Miami Gardens residents
sue over cop harassment
 
BY NAOMI CRAINE  
MIAMI GARDENS, Fla. — Police here have been unconstitutionally stopping, searching and arresting people with no justifiable reason, according to a federal civil rights suit filed here Nov. 27.

The suit was filed by Alex Saleh, owner of the 207 Quickstop convenience store, as well as several of his employees and customers.

One of the plaintiffs is Earl Sampson, a 28-year-old worker at the store. He has been stopped and searched 288 times in the last five years, and arrested nearly 60 times on charges of “trespassing” while at the 207 Quickstop. Many of the arrests took place while he was working stocking shelves or taking out the trash.

“I started asking the officers why are they always stopping Earl,” Saleh told the Militant in a Dec. 1 interview at the store. “A cop told me, ‘He’s just a number. He’s the low fruit.’ When you do that it will reach a point when you’re violating people’s rights,” Saleh said.

The lawsuit alleges that the Miami Gardens Police Department maintains an illegal system of quotas for citations and arrests that cops must fill. It accuses the police and city officials with violating the Fourth Amendment protections against unjustified search and seizure, and the Equal Protection Clause of the Fourteenth Amendment, for racial profiling. Sampson and most of the other plaintiffs are African-American.

Miami Gardens is a large, working-class suburb north of Miami. Most of the residents are Black. According to the Miami Herald, it has the highest murder rate of any municipality in Miami-Dade County. Children have been shot in a number of recent incidents.

For the last several years the police have had a “zero tolerance” policy in the name of stopping crime. “If you break the law, you’re going to jail,” Mayor Oliver Gilbert told reporters Nov. 7 after recent shootings.

“We need the police to stop real criminals,” Saleh said, so he initially signed on to the policy, giving the police permission to charge people with trespass in his absence. But when the police started arresting his customers and employees, he tried to opt out. The harassment continued, so he installed video cameras to document what was happening. “Two of the videos show I’m here when they arrested Earl,” he said.

Among other allegations, the suit states that Toree Daniels, 35, was stopped, searched and arrested dozens of times at the Quickstop, despite having the owners’ full permission to be there.

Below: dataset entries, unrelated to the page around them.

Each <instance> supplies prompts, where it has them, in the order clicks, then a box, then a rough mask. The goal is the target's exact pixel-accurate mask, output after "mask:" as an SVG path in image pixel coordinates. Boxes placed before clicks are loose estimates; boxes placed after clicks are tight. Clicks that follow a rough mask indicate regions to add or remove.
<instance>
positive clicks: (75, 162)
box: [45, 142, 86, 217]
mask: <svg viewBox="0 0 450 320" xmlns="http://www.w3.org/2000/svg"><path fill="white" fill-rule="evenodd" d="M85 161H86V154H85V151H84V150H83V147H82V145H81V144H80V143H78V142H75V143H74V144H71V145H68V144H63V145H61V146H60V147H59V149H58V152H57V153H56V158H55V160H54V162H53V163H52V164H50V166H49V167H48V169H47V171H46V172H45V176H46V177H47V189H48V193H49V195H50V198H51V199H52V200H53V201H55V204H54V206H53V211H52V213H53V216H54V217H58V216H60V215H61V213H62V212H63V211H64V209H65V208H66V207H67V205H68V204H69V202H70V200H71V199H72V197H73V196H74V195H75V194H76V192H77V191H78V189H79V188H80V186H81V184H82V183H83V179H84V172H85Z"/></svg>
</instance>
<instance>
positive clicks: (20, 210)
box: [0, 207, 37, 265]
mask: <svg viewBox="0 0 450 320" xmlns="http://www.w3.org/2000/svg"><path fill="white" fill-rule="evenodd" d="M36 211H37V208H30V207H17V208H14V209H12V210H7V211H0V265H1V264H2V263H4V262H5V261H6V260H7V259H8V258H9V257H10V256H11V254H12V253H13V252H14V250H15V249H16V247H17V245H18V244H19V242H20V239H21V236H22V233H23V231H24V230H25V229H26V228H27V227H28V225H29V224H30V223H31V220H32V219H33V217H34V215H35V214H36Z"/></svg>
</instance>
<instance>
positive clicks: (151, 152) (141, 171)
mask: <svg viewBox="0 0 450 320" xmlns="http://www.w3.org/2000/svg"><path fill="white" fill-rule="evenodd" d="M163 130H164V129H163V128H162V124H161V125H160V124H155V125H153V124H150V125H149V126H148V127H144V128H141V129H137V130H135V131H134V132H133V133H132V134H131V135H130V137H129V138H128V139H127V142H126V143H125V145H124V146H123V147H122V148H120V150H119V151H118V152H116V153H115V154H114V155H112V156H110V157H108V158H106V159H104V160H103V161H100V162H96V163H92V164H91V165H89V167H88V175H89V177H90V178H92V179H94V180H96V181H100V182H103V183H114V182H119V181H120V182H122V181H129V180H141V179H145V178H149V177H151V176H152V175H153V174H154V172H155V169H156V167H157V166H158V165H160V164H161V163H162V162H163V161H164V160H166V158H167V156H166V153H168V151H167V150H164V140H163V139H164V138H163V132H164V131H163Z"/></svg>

Cops seized a bag of Red Bull energy drinks from another customer, Omar Dean, threw them on the ground, and then gave them away to passersby. The incident is captured on video.

Saleh said that the police and state attorney’s office did not respond to his complaints. “When there’s a complaint about the police, the state attorney looks the other way,” he said. “If it’s against a poor Black, or white, or Hispanic person they charge them, and then give them a deal that’s not really a deal,” referring to plea bargains. “You get a record, and then can’t get a job.”